** (out of four)
Please rent the phenomenal 2009 French crime epic “A Prophet.” It contains all the memorable style and character not achieved in “Easy Money,” a Swedish thriller from 2010 that charts the escalating problems of the world’s most naïve new criminal as he falls into organized crime.
Coming from a humble background, JW (Joel Kinnaman of “The Killing”) wants to earn the lifestyle of his rich friends who party as if the recession never happened while JW drives a cab to pay his way through business school. The added funds would make him feel more deserving of Sophie (Lisa Henni), whom a friend tells JW to avoid because he should “Stick to your own kind.” Since no one in movies ever follows that sort of advice, JW falls for her anyway.

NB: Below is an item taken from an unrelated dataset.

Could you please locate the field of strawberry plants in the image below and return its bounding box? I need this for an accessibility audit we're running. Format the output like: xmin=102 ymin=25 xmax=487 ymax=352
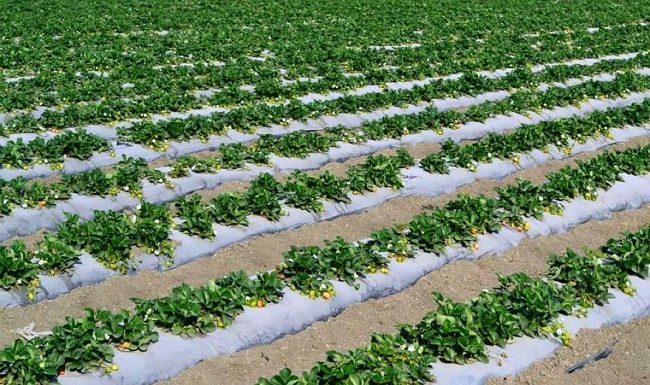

One of director/co-writer Daniel Espinosa’s sins is failing to depict JW and Sophie’s romance as a powerful-but-doomed class collision, not just two pretty people with strong chemistry and incompatible priorities.
Kinnaman’s got star quality—he’s also Swedish, it turns out—but Espinosa, adapting Jens Lapidus’ novel, crafts a story of drugs and guns as if the world has never seen one before. Clearly, JW’s never seen one. As his ties to drug dealers and the possible need to play both sides of a gang war increase, his naivete that no one will get hurt will more likely inspire chuckles than sympathy for a guy who gets in over his head. It seems like JW, whose lies about his family history recall Max Fischer in “Rushmore,” is about to complain, “No one said anything about violence; I thought we were all best friends!”
With more convincing conflicts and behavior from characters put in pressure situations, “Easy Money” (which is “presented by Martin Scorsese”) might play like an international descendant of “Goodfellas.” Instead, the movie will need some tweaks before its American remake starring Zac Efron. That’s actually not a joke, and hopefully it won’t become one on screen.